The School of Social Work seeks to maintain a heterogeneous student body by enrolling students who represent diverse backgrounds and cultural perspectives. Previous experience in human services and cross-cultural experiences is desirable. The school does not grant academic credit for life experience or previous work experience.

Admission to the M.S.W. 60 s.h. program requires a bachelor's degree from an accredited college or university, with a reasonable distribution of courses in the liberal arts and sciences (the humanities and the social, behavioral, and biological sciences). Admission to the M.S.W. 48 s.h. program requires a bachelor's degree in social work from a CSWE-accredited college or university. Applicants must have an undergraduate g.p.a. of 3.00 or higher, or a g.p.a. of 3.00 or higher on 12 s.h. of letter-graded graduate course work; consult the University's Office of Admissions for help in calculating grade-point average. Competence on personal computers and spreadsheet applications is required. Admission to the 41 s.h. program requires a bachelor's degree in social work from a CSWE-accredited program, earned within the previous five years, with a cumulative g.p.a. of at least 3.20 and a major g.p.a. of at least 3.50.

Applicants whose first language is not English must score at least 100 (Internet-based) on the Test of English as a Foreign Language (TOEFL).

Applicants must submit three letters of recommendation, including one regarding academic abilities and one from the applicant's most recent employer (if the employment was social work-related); and a personal statement addressing criteria specified by the School of Social Work.
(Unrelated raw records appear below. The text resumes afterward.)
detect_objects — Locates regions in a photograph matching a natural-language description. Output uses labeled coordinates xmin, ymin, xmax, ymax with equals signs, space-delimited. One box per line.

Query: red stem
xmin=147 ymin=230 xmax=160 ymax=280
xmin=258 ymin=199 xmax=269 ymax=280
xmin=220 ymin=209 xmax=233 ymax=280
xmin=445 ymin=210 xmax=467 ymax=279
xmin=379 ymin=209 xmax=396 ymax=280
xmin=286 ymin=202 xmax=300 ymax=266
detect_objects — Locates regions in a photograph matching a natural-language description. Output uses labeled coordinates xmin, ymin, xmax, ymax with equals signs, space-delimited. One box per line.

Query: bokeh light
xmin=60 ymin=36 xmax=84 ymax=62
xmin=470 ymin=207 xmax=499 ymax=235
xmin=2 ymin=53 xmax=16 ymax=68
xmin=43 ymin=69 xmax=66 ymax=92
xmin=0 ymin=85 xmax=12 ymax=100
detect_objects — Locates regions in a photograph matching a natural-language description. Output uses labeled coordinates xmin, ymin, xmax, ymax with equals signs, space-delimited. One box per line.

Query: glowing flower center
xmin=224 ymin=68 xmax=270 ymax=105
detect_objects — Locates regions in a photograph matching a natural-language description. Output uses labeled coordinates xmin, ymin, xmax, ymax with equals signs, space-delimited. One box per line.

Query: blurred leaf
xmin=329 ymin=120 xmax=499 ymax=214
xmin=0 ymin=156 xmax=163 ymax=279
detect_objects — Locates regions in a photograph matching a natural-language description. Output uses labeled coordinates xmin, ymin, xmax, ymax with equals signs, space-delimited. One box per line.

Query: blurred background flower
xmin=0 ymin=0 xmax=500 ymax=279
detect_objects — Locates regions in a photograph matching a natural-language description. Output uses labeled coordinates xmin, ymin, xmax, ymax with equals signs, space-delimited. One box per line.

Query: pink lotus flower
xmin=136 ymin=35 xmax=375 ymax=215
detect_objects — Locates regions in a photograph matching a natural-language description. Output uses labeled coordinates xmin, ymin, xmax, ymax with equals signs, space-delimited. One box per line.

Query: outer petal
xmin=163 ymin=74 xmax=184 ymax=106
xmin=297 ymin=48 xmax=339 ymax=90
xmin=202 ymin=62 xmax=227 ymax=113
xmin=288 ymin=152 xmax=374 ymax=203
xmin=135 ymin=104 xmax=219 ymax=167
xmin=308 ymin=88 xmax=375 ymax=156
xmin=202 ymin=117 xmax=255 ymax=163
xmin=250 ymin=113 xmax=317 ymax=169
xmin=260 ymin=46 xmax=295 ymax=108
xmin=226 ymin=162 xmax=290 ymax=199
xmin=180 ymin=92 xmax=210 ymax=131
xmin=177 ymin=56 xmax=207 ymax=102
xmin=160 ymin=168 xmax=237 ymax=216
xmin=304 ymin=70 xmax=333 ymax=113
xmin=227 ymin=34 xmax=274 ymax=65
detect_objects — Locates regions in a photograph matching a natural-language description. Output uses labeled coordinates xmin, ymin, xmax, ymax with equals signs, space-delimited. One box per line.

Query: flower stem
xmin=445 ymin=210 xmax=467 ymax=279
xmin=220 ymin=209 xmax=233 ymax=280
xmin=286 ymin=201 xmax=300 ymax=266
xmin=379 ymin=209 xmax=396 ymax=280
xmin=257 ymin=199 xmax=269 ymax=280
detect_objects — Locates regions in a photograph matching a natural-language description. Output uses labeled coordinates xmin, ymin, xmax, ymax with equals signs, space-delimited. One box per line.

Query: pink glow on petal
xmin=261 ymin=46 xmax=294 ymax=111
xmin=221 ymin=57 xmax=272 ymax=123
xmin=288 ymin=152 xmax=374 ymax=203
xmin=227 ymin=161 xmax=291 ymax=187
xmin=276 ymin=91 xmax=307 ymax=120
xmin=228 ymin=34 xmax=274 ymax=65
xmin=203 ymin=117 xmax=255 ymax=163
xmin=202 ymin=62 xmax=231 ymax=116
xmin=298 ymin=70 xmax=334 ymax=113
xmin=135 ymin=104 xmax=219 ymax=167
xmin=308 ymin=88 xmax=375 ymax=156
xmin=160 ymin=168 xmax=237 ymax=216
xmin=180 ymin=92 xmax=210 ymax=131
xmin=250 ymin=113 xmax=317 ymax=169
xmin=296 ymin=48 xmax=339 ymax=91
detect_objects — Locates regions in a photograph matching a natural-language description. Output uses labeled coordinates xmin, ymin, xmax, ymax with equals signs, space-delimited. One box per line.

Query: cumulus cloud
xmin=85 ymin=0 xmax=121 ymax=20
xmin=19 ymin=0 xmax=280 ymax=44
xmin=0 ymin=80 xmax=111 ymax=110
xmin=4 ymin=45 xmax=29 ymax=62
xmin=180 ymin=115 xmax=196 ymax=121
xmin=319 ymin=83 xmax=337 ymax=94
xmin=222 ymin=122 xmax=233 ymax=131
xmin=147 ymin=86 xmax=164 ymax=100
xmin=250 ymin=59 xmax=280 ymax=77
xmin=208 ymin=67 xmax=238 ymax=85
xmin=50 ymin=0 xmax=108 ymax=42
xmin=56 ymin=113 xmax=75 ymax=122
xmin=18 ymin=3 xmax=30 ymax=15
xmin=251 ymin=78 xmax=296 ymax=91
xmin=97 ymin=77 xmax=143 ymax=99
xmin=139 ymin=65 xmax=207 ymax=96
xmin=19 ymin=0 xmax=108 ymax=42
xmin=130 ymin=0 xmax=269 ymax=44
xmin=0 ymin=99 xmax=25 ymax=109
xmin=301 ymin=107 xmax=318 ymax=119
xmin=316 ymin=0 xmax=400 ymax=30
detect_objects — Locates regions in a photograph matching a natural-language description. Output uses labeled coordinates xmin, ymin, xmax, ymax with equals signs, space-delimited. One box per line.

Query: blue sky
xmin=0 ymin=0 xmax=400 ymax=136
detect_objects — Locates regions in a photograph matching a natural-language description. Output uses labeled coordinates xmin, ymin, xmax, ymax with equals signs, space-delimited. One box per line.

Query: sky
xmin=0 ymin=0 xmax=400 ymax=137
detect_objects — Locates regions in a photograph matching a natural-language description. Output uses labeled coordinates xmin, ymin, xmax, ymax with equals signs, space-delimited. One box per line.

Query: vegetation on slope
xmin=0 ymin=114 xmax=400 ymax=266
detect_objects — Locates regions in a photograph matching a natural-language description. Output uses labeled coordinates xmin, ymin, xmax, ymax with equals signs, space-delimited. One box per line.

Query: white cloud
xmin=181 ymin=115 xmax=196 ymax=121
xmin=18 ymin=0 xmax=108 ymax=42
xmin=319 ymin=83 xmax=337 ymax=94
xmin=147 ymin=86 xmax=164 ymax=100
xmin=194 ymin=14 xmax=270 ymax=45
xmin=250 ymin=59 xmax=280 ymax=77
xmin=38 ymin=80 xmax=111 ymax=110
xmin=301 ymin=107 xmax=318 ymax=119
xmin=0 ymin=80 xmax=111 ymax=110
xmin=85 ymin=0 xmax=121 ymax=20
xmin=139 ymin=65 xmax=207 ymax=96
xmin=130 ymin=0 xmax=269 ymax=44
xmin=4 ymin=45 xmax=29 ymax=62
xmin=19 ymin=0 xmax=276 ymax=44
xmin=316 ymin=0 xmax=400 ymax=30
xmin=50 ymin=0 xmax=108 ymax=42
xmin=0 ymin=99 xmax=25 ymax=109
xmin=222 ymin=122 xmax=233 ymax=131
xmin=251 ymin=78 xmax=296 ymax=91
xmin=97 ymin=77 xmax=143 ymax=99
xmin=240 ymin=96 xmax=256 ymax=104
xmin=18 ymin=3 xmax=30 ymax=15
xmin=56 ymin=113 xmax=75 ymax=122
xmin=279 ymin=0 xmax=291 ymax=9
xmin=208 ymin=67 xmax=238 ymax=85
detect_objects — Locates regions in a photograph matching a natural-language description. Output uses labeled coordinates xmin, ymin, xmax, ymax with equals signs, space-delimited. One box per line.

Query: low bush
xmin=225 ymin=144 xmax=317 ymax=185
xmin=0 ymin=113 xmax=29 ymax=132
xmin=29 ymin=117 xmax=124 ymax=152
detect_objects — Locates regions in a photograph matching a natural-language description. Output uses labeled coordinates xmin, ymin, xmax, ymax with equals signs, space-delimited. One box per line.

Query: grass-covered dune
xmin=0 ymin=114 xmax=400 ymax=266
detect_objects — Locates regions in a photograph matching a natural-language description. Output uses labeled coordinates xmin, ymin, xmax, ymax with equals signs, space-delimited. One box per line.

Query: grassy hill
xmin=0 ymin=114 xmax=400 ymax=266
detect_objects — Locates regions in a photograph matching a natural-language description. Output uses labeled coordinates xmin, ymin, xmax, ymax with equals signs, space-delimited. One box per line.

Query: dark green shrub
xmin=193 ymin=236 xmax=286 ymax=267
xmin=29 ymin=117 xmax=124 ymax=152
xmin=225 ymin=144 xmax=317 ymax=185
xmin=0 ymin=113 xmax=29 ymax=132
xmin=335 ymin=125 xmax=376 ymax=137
Applicants to the 41 s.h. program must provide additional materials.

Applications for the 48 s.h. and 60 s.h. programs are accepted beginning September 1 and must be completed by February 1 to be considered for the next academic year. Applications for the 41 s.h. program are due January 4.
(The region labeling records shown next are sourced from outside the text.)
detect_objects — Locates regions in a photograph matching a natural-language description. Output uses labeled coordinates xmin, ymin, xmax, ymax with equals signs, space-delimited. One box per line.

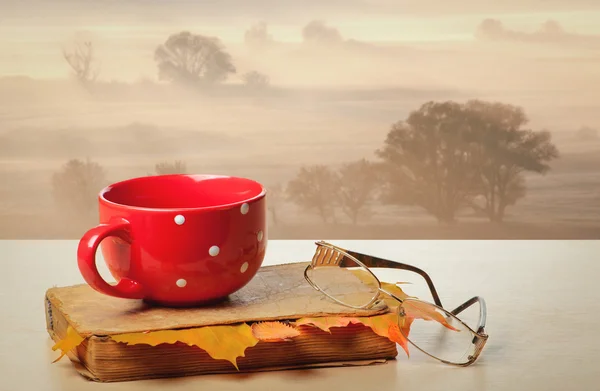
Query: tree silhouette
xmin=339 ymin=159 xmax=378 ymax=224
xmin=154 ymin=31 xmax=236 ymax=84
xmin=63 ymin=41 xmax=100 ymax=87
xmin=376 ymin=102 xmax=478 ymax=223
xmin=287 ymin=165 xmax=339 ymax=222
xmin=244 ymin=22 xmax=273 ymax=49
xmin=154 ymin=160 xmax=187 ymax=175
xmin=52 ymin=159 xmax=108 ymax=220
xmin=465 ymin=100 xmax=559 ymax=222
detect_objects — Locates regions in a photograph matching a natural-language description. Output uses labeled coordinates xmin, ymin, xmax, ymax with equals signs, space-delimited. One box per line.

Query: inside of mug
xmin=101 ymin=175 xmax=264 ymax=209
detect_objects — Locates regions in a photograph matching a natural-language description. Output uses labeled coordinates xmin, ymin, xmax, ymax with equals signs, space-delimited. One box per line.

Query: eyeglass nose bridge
xmin=469 ymin=334 xmax=488 ymax=359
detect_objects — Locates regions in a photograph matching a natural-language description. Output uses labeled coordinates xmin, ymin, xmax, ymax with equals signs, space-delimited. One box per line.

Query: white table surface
xmin=0 ymin=240 xmax=600 ymax=391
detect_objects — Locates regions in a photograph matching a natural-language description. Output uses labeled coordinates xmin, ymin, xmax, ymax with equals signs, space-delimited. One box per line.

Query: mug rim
xmin=98 ymin=174 xmax=267 ymax=213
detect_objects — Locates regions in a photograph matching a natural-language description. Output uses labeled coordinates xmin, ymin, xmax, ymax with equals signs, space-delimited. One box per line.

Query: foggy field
xmin=0 ymin=87 xmax=600 ymax=239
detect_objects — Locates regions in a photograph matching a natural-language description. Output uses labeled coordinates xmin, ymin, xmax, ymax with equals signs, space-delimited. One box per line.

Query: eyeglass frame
xmin=304 ymin=240 xmax=489 ymax=367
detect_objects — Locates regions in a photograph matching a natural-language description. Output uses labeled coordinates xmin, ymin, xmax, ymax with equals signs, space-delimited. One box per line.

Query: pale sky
xmin=0 ymin=0 xmax=600 ymax=79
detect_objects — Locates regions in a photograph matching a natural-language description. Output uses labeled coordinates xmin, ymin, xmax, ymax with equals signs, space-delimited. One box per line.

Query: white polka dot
xmin=208 ymin=246 xmax=221 ymax=257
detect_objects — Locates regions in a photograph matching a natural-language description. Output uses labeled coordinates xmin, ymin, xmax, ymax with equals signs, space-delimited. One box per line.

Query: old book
xmin=45 ymin=263 xmax=398 ymax=382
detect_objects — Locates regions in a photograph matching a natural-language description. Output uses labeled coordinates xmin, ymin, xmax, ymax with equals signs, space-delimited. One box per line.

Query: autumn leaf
xmin=294 ymin=316 xmax=357 ymax=333
xmin=111 ymin=323 xmax=258 ymax=370
xmin=52 ymin=325 xmax=84 ymax=363
xmin=252 ymin=321 xmax=300 ymax=342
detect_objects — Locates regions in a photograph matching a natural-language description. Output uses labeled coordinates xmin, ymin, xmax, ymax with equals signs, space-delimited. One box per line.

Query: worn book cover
xmin=45 ymin=263 xmax=397 ymax=382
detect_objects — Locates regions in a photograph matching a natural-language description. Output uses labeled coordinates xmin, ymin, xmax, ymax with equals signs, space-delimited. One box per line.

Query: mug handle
xmin=77 ymin=219 xmax=144 ymax=299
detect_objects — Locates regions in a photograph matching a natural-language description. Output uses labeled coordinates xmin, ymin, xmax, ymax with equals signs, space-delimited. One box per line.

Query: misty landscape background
xmin=0 ymin=0 xmax=600 ymax=239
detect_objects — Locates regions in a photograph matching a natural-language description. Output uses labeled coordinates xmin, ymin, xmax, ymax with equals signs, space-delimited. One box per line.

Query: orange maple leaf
xmin=111 ymin=323 xmax=258 ymax=370
xmin=252 ymin=321 xmax=300 ymax=342
xmin=52 ymin=325 xmax=84 ymax=363
xmin=402 ymin=300 xmax=460 ymax=331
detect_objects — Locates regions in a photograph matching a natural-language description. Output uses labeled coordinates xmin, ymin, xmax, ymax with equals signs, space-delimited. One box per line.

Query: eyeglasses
xmin=304 ymin=241 xmax=488 ymax=366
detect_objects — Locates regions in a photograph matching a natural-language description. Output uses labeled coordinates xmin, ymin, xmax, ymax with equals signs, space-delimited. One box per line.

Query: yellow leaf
xmin=52 ymin=325 xmax=84 ymax=363
xmin=252 ymin=321 xmax=300 ymax=342
xmin=294 ymin=316 xmax=357 ymax=333
xmin=111 ymin=323 xmax=258 ymax=370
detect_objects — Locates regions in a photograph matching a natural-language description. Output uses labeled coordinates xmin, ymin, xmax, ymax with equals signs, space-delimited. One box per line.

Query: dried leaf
xmin=52 ymin=325 xmax=84 ymax=363
xmin=294 ymin=316 xmax=358 ymax=333
xmin=252 ymin=321 xmax=300 ymax=342
xmin=111 ymin=323 xmax=258 ymax=370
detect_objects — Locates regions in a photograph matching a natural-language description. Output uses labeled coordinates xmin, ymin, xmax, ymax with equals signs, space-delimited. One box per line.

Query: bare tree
xmin=377 ymin=102 xmax=479 ymax=223
xmin=154 ymin=31 xmax=236 ymax=84
xmin=63 ymin=41 xmax=100 ymax=87
xmin=244 ymin=22 xmax=273 ymax=49
xmin=52 ymin=159 xmax=108 ymax=220
xmin=267 ymin=183 xmax=285 ymax=225
xmin=287 ymin=165 xmax=339 ymax=222
xmin=154 ymin=160 xmax=187 ymax=175
xmin=339 ymin=159 xmax=378 ymax=224
xmin=465 ymin=100 xmax=559 ymax=222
Applicants must meet the admission requirements of the Graduate College; see the Manual of Rules and Regulations of the Graduate College.

For a complete statement of graduate admission policies, contact the School of Social Work.
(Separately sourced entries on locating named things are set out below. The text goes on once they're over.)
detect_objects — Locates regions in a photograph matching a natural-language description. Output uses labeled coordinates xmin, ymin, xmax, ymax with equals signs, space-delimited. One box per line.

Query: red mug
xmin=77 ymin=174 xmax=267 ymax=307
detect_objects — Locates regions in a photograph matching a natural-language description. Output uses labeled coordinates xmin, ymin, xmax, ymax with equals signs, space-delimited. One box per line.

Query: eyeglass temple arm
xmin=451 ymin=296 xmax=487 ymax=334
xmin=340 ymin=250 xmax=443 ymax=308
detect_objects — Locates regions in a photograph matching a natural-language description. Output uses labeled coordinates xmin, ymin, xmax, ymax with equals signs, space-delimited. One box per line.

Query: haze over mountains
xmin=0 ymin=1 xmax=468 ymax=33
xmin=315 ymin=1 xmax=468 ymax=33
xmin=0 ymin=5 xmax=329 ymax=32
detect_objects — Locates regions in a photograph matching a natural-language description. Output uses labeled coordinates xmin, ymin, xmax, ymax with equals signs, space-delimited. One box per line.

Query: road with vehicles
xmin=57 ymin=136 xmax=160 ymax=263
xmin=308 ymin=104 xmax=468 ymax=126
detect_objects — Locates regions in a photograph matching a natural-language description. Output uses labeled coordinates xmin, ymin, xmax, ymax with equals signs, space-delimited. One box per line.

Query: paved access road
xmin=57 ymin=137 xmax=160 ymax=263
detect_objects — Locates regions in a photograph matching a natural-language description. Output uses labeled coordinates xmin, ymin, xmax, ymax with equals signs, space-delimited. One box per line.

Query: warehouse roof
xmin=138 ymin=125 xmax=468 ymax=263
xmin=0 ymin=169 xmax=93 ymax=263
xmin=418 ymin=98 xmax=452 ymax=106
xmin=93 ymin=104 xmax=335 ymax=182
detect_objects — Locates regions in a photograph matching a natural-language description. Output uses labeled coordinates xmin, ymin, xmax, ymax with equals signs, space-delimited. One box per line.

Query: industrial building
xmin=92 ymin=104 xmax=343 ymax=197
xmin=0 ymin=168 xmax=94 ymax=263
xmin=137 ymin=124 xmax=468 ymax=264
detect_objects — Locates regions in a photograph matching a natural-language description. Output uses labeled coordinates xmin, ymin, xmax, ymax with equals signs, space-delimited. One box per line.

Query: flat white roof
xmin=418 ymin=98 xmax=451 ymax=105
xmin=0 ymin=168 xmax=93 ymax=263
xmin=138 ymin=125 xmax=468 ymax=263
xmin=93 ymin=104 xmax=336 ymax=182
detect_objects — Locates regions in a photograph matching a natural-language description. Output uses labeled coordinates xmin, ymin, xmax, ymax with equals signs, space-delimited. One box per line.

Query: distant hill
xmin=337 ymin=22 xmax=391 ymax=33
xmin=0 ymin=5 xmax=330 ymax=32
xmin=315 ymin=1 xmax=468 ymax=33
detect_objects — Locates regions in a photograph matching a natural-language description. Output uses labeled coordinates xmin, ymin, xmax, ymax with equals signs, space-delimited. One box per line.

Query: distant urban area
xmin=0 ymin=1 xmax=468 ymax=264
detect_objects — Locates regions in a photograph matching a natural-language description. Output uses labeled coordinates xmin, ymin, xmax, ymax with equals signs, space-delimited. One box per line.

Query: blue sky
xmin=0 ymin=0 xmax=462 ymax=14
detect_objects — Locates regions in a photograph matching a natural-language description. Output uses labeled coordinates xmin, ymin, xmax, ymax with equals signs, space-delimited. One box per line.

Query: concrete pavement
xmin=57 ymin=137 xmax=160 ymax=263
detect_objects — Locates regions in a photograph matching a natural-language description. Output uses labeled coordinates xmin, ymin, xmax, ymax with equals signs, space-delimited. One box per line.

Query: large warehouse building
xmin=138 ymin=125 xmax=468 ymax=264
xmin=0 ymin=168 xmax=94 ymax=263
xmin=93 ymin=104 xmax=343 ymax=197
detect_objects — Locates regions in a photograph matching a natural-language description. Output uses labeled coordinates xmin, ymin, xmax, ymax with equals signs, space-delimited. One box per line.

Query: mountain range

Students seeking financial assistance should apply for aid through the University of Iowa Office of Student Financial Aid. Students may apply for a limited number of research and teaching assistantships available from the School of Social Work. Application materials for research or teaching assistantships are available from the school each spring, or as positions become available. Aid received through the Office of Student Financial Aid does not preclude students from consideration for aid through the School of Social Work.

Professional social workers are found in every facet of community life—in schools, hospitals, mental health clinics, senior centers, elected office, private practices, prisons, military, corporations, and in numerous public and private agencies that serve individuals and families in need. Many also serve as social and community service directors.

According to the Substance Abuse and Mental Health Services Administration (SAMHSA), professional social workers are the nation’s largest group of mental health services providers. There are more clinically trained social workers—over 200,000—than psychiatrists, psychologists, and psychiatric nurses combined. Federal law and the National Institutes of Health recognize social work as one of five core mental health professions.

The U.S. Department of Veterans Affairs employs more than 10,000 professional social workers. It is one of the largest employers of M.S.W. individuals in the United States. More than 40 percent of all disaster mental health volunteers trained by the American Red Cross are professional social workers. There are hundreds of social workers in national, state and local elected office.

Today, almost 50 special interest organizations contribute to the vitality and influence of the social work profession. There are social work groups for educators and researchers, as well as organizations for practitioners in health care leadership, nephrology, oncology, child welfare, schools, prisons, courts, and many other settings.